The longer we are on the island, the stronger my sense gets that there is something deeply wrong about the Temple, or at least different than I had remembered. I ask my father if the Temple is a cult, and he says it is; it was founded in the nineteenth century by a madman who thought this island was a thin place and recruited dozens of female apostles to come live here with him under his geodesic sky. He lived over a hundred years, and three days after he died his corpse returned to life but kept decaying; he issued pronouncements for decades, his rotting eyes burning with blue light. A few years ago, the apostles decided that, reanimated or not, he was no longer attuned to divine will, and one of their number took over his role as leader and tossed his corpse into the lake.

We wander around and read the plaques and signs and talk to people around us. The Temple, or the island it's on, has a habit of animating the dead or otherwise inanimate. The old leader was not the only person here to die and then return. There is an alleyway where, the apostles have it, if you leave a doll overnight, you will wake up to it stumbling around, alive, moaning sounds from its stitched-closed mouth.

We meet a woman who does not look like the other apostles. She is wearing a black hoodie and skinny jeans. She looks about my age. When we get to talking, she mentions that she too died here and was brought back to life. She had come to the Temple for a job, hired out of college as an editor for the sect's newsletter to the faithful in the outside world. When she had come there she had been a closeted trans woman, to outside appearances the first man to live full-time on the island since the leader's death. She had died under mysterious circumstances, and three days later had woken up in her current body, seemingly a cis woman.

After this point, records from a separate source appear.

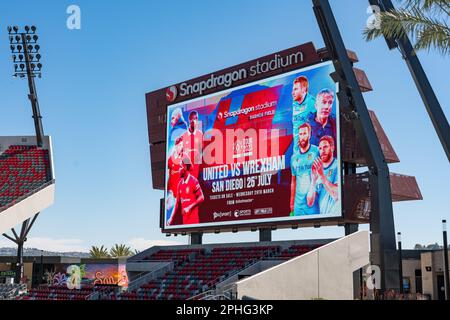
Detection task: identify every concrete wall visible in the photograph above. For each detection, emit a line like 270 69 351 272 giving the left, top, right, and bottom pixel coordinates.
0 184 55 233
402 260 421 293
420 252 437 299
236 231 369 300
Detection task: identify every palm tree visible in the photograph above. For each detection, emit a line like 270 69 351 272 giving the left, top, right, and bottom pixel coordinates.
363 0 450 55
89 245 109 259
109 243 133 258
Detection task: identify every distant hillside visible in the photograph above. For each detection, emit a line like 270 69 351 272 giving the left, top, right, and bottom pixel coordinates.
0 248 90 258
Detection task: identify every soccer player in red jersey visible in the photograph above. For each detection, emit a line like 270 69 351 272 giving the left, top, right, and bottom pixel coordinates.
167 158 205 225
182 111 203 179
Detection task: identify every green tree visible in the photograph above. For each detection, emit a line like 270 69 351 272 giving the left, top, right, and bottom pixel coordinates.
89 245 109 259
109 243 133 258
363 0 450 55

I find myself wondering whether it would be possible for me to die on the island.

January 9, 2021

I live in a new ivy-covered home in a leafy suburb. Sara and I are middle-aged and married, and we have a son. He's about eight years old, and is thrilled to have his own bedroom. The neighbors are kind and accepting of the lesbians next door. Everything is at peace.

One day, we leave our son at home while we go to a little housewarming party for a neighbor. He's not a tiny kid, so we figure he'll be okay being left home alone for an hour. When we get back, he is sitting entirely still on his bed, looking into the middle distance. Unprompted, he tells us that while we were gone, his "other mommy" came into his room. We ask who his "other mommy" is, and he says she looks like me, "but different." His "other mommy" told him to take the long, sharp metal pick she was holding (a quarter-inch wide, about five inches long, razor-sharp on both ends) and to "use it" when she gave "the signal." He will not tell us anything more.

We are terrified. He keeps saying he is seeing "other mommy" in his room occasionally. I confront the neighbors, adults and teenagers, to see if any of them are playing a cruel joke on our son. I call the police, but they find no evidence of someone besides us entering our home. We buy new deadbolts for the doors and a fancy security system. Nothing works. Weeks pass.

Finally, I decide to install a security camera in the ceiling of our son's bedroom. The night I install it, at about 2 a.m., the footage shows his closet door springing open suddenly. A noise, staticky and high-pitched, like feedback, comes out of it. Our son rises from bed and walks into the closet. The door shuts behind him.

In the morning, he is not in the closet. He is nowhere else in the house. He is gone.